Corriere della Sera, 8 luglio 2019
Il tesoro del Chapo
La procura federale americana vuole mettere le mani sulla cassa del Chapo: con un atto ufficiale ha chiesto che il boss del cartello messicano di Sinaloa consegni 12,6 miliardi di dollari. Una stima al ribasso, hanno precisato i magistrati, convinti che ne abbia accumulati molti di più.
Ma il padrino è davvero così ricco? O meglio, è in possesso di tutto questo denaro? I legali negano, quasi piangono miseria, ricordano – come se Joaquin Guzman fosse un qualsiasi cittadino – che ha sempre avuto spese enormi di gestione. Un esempio? Un gruppo di spie costava 800 dollari di stipendio alla settimana per il capo locale e 40 per i sottoposti. Uno schema che se moltiplicato per dozzine di località significa uscite considerevoli. E poi El Chapo ha sempre vissuto da clandestino, latitante in una serie di appartamenti e fattorie dove il lusso era secondario. Niente zoo privati, colonnati o stravaganze. L’unica cosa importante era una galleria per fuggire.
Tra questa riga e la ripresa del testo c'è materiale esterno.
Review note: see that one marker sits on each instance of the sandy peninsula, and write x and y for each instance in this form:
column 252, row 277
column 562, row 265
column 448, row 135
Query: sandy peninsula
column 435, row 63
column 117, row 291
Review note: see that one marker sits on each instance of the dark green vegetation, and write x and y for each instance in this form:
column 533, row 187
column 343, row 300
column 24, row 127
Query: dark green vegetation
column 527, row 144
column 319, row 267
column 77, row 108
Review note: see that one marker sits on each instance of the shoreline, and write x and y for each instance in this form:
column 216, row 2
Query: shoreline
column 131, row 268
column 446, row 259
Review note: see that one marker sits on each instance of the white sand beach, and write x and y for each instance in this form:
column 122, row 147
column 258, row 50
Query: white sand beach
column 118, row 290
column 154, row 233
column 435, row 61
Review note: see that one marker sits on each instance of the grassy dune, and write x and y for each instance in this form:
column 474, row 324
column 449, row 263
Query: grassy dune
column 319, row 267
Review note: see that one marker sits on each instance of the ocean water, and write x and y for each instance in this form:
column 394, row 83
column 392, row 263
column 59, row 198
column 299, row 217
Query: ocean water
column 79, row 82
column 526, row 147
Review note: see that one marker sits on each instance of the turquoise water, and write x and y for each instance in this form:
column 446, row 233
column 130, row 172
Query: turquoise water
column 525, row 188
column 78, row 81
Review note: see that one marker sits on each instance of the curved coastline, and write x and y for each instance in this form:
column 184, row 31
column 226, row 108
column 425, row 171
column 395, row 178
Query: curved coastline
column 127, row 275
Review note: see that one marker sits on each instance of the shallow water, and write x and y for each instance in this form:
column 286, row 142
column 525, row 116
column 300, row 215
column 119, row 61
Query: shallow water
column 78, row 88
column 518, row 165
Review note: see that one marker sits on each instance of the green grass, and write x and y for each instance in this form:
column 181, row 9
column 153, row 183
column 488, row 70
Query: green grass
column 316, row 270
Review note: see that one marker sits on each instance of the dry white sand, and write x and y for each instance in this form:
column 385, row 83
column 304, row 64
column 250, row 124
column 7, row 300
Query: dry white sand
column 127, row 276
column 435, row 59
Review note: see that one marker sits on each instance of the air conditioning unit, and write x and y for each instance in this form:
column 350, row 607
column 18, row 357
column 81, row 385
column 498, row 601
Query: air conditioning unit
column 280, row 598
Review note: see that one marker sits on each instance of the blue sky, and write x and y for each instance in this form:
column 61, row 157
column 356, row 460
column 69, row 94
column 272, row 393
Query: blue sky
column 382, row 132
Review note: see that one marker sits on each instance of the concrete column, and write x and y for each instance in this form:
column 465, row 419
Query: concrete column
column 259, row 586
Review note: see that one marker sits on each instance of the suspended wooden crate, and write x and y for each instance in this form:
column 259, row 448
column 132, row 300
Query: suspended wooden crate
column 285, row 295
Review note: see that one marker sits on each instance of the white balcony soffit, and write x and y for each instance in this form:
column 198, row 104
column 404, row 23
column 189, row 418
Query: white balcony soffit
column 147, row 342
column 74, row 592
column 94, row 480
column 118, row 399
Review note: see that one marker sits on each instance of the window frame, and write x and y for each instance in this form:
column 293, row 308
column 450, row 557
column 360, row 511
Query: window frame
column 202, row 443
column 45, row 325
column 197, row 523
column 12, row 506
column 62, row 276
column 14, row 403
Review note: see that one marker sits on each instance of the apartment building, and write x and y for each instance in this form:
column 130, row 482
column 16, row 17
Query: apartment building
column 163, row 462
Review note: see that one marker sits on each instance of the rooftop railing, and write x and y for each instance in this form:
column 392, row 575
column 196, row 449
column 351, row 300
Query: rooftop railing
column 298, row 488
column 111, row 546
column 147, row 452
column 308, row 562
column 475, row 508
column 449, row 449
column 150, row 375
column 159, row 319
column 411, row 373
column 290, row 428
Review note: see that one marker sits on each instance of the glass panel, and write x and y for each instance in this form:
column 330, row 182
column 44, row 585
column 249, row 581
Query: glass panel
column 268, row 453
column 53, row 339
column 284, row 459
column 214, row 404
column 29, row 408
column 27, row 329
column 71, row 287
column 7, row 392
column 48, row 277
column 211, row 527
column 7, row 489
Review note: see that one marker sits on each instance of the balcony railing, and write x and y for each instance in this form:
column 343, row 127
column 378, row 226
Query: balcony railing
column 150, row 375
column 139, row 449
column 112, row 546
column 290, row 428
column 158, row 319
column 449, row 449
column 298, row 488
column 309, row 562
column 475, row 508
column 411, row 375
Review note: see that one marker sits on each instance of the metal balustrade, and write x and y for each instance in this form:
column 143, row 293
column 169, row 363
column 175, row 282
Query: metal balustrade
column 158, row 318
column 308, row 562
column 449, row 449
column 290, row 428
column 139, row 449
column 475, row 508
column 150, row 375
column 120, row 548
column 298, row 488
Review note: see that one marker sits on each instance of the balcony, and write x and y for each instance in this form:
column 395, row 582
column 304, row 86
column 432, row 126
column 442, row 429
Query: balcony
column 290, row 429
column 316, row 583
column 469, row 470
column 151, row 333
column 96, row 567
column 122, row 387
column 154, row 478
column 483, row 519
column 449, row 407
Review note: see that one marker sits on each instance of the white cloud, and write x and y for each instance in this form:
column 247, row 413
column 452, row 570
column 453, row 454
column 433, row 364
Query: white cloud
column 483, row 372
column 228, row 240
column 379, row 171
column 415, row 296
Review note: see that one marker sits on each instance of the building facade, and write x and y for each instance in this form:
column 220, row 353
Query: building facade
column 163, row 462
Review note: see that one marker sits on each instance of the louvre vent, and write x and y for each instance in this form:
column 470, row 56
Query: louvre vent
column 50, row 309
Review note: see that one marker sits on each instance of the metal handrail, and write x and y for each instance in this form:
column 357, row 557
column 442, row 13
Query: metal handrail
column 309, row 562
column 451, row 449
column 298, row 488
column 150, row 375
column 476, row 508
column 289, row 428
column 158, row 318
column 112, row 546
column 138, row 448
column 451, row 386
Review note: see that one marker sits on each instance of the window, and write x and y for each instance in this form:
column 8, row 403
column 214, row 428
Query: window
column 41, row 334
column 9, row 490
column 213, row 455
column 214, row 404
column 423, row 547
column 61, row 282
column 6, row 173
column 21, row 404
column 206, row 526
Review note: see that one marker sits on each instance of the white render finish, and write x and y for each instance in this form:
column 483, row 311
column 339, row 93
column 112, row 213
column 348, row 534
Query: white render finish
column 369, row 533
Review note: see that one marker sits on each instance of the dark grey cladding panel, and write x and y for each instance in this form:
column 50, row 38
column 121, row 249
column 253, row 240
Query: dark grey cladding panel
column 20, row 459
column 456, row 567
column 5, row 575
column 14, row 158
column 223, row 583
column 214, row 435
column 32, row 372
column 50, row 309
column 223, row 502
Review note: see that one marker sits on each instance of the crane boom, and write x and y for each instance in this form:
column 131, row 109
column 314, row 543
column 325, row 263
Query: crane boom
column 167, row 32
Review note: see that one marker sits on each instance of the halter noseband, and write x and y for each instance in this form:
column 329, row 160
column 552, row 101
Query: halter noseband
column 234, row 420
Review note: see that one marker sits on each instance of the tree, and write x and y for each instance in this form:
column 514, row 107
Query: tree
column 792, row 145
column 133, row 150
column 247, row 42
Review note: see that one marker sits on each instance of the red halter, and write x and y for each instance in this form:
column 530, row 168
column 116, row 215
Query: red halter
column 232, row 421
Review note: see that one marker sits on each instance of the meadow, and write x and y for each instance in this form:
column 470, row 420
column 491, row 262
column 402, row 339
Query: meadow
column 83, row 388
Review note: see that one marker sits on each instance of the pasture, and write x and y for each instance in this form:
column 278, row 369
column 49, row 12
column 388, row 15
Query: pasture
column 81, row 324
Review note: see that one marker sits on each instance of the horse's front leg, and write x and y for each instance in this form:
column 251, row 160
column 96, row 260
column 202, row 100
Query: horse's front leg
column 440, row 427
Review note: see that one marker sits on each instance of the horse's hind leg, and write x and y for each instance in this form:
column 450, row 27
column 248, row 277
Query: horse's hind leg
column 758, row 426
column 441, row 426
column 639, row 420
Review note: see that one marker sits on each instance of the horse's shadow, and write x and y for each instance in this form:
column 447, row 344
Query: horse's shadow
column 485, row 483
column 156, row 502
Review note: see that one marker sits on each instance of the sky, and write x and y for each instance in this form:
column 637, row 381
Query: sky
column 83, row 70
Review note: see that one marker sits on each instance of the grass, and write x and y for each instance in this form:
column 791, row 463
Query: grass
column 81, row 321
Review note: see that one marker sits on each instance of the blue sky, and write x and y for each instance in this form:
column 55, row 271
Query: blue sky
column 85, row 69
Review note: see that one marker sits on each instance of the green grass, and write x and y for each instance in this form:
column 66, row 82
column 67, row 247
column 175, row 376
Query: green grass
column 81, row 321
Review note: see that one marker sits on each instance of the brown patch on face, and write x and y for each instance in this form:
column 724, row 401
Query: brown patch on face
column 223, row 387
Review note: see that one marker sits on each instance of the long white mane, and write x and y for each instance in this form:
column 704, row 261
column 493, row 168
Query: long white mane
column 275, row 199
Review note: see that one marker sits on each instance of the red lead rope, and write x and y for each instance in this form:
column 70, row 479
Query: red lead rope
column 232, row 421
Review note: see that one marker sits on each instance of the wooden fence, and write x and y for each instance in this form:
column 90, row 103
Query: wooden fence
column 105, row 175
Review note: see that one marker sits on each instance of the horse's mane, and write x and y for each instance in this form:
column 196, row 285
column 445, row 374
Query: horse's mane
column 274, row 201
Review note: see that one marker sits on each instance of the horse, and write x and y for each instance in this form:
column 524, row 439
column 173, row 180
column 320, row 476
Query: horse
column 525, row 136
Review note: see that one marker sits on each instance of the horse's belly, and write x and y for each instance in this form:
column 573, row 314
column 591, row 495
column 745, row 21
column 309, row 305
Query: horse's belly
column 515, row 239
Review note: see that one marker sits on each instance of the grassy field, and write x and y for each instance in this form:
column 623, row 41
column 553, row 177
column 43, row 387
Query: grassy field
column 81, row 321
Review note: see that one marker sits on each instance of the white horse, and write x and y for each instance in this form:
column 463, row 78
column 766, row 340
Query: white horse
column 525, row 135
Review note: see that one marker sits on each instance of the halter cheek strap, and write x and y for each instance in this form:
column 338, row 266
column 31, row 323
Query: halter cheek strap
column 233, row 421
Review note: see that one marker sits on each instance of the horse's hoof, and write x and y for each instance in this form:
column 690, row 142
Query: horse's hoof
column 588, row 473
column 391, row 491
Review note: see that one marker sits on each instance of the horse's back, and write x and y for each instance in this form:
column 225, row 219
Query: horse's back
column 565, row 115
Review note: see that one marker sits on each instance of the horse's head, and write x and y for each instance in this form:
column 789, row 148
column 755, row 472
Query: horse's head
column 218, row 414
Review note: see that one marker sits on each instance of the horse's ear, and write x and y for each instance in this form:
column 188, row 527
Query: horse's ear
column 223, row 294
Alcuni esperti hanno contestato le valutazioni delle autorità statunitensi. A loro dire sono dati con poco fondamento. Inoltre il boss era parte di un network con altri personaggi, alcuni ancora fuggiaschi e magari veri detentori del potere. Non è detto che sappia le coordinate del tesoro. Le sortite dei procuratori, però, hanno fatto breccia. Come non ricordare che il senatore del Texas, Ted Cruz, ha proposto di usare i soldi del narcotrafficante per finanziare la costruzione del muro al confine con il Messico. Però gli investigatori dovevano trovarli e non ci sono riusciti. Magari avranno miglior fortuna con qualche collaboratore del capo: in cambio di una riduzione di pena potrebbe dare indicazioni utili.
Gli inquirenti speravano di fare lo stesso con Guzman applicandolo regole ferree di detenzione, quelle in vigore al Metropolitan Correctional Center di New York, la piccola Guantanamo. Il bandito è rinchiuso in una cella cinque metri per tre, con la luce sempre accesa. Da qui può uscire solo una volta al giorno, per un’ora. Gli avvocati, invocando ragioni mediche, hanno chiesto misure meno severe. Richiesta respinta insieme a quella di un nuovo processo. Per ora nulla cambia, il 17 luglio il tribunale annuncerà il destino per El Chapo, già riconosciuto colpevole. Tutti danno per scontato l’ergastolo. Magari il condannato, angosciato dalla prospettiva di un’esistenza da sepolto vivo, accetterà di cooperare, ma non è detto che sappia le coordinate del tesoro.